Universal-Bibliothek von Reclam:Das Reclam-Heft war eine Jahrhundertidee

Johann Wolfgang Goethe im Reclam Bücherregal auf der Frankfurter Buchmesse in Frankfurt am Main

Am 9. November 1867 wurden Werke von 30 Jahre und länger zuvor verstorbenen Autoren rechtefrei. Pünktlich am 10. November kam Reclams neue "Universal-Bibliothek" auf den Markt, Goethes "Faust. Erster Theil" war die Nummer 1.

(Foto: imago/Hoffmann)

Die "Universal-Bibliothek" wird 150 Jahre alt. Zum Geburtstag zeigt eine Ausstellung, wie die gelben Heftchen die Klassikerlektüre verändert haben.

Von Lothar Müller

Ein Hauch von Ewigkeit umgibt die Klassiker. Denn als klassisch gilt, was über lange Zeiten hinweg seinen Wert behält. Der Dichter Johann Wolfgang Goethe war darauf bedacht, ein Klassiker zu werden, als er in seinen letzten Jahren viel Zeit für die Fertigstellung der "Ausgabe letzter Hand" aufwandte. Seine Figuren Faust und Mephisto aber konnten der Zeit als Dauer wenig abgewinnen, sie schlossen ihre Wette über die Lust am Augenblick. Sie mochten aus der Vergangenheit stammen, aber in ihnen steckte neben Alchemie und alten Teufeleien die Unruhe der modernen Zeiten. Sie heckten das Papiergeld aus, und zu den Rollen, durch die Faust glitt, gehörte die des skrupellos agierenden Entrepreneurs.

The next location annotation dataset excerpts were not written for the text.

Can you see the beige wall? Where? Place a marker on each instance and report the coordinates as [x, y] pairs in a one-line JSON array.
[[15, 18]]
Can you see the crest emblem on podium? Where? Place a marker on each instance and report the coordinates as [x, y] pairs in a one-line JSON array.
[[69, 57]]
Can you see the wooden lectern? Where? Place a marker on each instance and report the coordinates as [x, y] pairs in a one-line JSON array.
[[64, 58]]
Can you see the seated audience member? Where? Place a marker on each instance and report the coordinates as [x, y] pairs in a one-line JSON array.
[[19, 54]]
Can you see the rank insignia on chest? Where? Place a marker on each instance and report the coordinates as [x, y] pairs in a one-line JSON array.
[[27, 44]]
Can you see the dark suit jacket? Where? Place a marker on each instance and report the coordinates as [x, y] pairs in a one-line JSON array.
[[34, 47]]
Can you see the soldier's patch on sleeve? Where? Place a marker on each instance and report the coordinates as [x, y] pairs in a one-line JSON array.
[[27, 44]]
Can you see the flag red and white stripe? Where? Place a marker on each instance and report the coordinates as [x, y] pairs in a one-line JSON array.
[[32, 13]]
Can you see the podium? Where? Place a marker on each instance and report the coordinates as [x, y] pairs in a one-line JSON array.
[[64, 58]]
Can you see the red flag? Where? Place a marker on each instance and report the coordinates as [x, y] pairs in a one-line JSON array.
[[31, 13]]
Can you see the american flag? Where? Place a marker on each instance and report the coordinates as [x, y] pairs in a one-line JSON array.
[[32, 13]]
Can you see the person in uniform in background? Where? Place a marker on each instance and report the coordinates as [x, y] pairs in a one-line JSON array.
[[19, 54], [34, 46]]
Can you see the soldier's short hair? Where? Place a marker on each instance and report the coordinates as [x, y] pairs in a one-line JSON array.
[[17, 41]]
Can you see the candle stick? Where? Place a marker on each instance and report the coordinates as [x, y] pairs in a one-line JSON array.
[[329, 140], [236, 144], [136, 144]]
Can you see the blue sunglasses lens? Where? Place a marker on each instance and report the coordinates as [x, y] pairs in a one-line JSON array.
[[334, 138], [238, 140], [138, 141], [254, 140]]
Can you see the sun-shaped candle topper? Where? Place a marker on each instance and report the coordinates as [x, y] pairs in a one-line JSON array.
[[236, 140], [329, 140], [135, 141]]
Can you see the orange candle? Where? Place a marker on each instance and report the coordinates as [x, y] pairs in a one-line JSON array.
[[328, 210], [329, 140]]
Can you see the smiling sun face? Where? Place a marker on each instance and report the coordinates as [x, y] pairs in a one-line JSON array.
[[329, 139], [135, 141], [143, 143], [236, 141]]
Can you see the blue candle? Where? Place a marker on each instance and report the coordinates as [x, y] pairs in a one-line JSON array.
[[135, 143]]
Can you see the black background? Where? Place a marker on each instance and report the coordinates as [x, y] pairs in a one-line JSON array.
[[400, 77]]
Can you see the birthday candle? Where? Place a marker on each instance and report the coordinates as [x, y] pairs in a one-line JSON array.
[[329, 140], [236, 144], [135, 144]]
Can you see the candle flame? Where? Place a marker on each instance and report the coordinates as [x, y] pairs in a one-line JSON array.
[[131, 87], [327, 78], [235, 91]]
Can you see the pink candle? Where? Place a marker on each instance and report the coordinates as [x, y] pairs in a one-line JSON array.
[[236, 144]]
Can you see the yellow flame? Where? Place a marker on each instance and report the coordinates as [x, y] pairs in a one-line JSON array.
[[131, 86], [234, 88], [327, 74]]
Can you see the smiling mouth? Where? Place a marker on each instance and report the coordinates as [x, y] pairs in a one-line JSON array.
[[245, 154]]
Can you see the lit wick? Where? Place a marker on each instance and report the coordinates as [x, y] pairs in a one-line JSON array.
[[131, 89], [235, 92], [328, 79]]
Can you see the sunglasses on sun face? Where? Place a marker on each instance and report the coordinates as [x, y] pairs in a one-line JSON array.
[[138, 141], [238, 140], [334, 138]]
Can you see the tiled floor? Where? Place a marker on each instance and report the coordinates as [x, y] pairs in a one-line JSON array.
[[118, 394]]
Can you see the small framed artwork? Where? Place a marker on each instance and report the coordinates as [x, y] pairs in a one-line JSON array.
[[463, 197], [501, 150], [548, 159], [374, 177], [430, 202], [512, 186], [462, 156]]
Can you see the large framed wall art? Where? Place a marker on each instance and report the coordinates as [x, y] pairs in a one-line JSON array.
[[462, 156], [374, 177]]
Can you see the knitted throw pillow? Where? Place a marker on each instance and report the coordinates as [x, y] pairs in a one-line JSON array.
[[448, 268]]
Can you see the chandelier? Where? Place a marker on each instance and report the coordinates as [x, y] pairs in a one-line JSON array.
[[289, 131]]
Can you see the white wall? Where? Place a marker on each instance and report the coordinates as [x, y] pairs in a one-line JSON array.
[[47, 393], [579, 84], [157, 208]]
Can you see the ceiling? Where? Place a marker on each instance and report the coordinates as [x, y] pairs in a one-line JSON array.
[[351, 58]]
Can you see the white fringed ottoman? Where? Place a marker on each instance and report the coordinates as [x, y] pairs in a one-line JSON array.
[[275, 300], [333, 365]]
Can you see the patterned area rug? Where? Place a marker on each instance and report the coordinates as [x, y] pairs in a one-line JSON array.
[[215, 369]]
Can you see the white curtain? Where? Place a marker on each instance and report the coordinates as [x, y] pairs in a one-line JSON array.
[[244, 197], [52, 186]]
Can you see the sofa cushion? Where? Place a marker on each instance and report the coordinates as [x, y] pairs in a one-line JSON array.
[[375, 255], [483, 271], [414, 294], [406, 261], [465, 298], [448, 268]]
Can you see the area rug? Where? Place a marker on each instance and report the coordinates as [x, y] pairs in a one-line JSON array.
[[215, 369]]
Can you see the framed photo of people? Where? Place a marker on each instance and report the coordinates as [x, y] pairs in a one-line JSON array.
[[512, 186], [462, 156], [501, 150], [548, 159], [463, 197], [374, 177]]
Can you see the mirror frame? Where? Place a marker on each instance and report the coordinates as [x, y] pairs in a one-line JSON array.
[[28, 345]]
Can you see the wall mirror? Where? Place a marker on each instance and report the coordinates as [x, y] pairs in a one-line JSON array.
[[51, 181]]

Etwa fünfeinhalb Jahre nach Goethes Tod, am 9. November 1837, endete auf der prosaischen, merkantilen Ebene das "ewige Verlagsrecht". An diesem Tag beschloss die deutsche Bundesversammlung, der preußischen Gesetzgebung folgend, es solle künftig für die Werke von Autoren nur noch eine Schutzfrist von dreißig Jahren, gerechnet ab ihrem Tod, gelten. Es gab noch eine Galgenfrist von ebenfalls dreißig Jahren, bis diese Neuregelung des Urheberrechts in Kraft trat. Danach aber wurden die Werke aller vor dem 9. November 1837 verstorbenen Autoren rechtefrei, und weil das vorhersehbar war, kam pünktlich am 10. November 1867 Reclams neue "Universal-Bibliothek" auf den Markt, Goethes "Faust. Erster Theil" und "Faust. Zweiter Theil" waren die Nummern 1 und 2.

Anton Philipp Reclam war nicht der einzige Verleger, der in diesem "Klassikerjahr" die Idee hatte, Werke von Goethe, Lessing, Schiller oder Kleist in preiswerten Ausgaben und hoher Auflage auf den Markt zu bringen, aber seine Universal-Bibliothek setzte sich rasch durch. Noch zu Goethes Lebzeiten, 1828, hatte er, zuvor schon Betreiber einer Leihbibliothek und eines Lesekabinetts, in Leipzig seinen Verlag gegründet, 1839 eine Druckerei hinzugekauft, und wenn man die Gründe für seinen Erfolg mit der Universalbibliothek in einem Satz zusammenfassen sollte, so müsste er lauten: Anton Philipp Reclam war eine treibende Kraft der Industrialisierung der Literatur.

Neue Drucktechnologien machten den geringen Preis möglich

Goethe hatte seine Verträge mit Johann Friedrich Cotta geschlossen, der bis heute zu Recht als "Verleger der deutschen Klassik" berühmt ist. Auch Cotta war ein Mann mit großem Gespür für technische Neuerungen, zu seinen weitgespannten Unternehmungen gehörte zeitweilig ein Dampfschiffprojekt, auch er brachte kleinformatige Taschenausgaben der Werke von Goethe, Schiller oder Lessing heraus, in Auflagenhöhen zwischen 10 000 und 20 000 Exemplaren. Im Reclam Verlag aber, der nun die bisher ausschließlich an Cotta gebundenen Klassiker drucken durfte, herrschte der Geist des "Pfennig-Magazins", das in Deutschland nach englischem Vorbild 1838 auf den Markt kam. Es widmete sich der "Verbreitung gemeinnütziger Kenntnisse"; zu den technischen Neuerungen, die es einem Publikum in Text und Holzstichillustrationen vorstellte, gehörten die neuen Schnellpressen der Druckereien und die Papiermaschinen.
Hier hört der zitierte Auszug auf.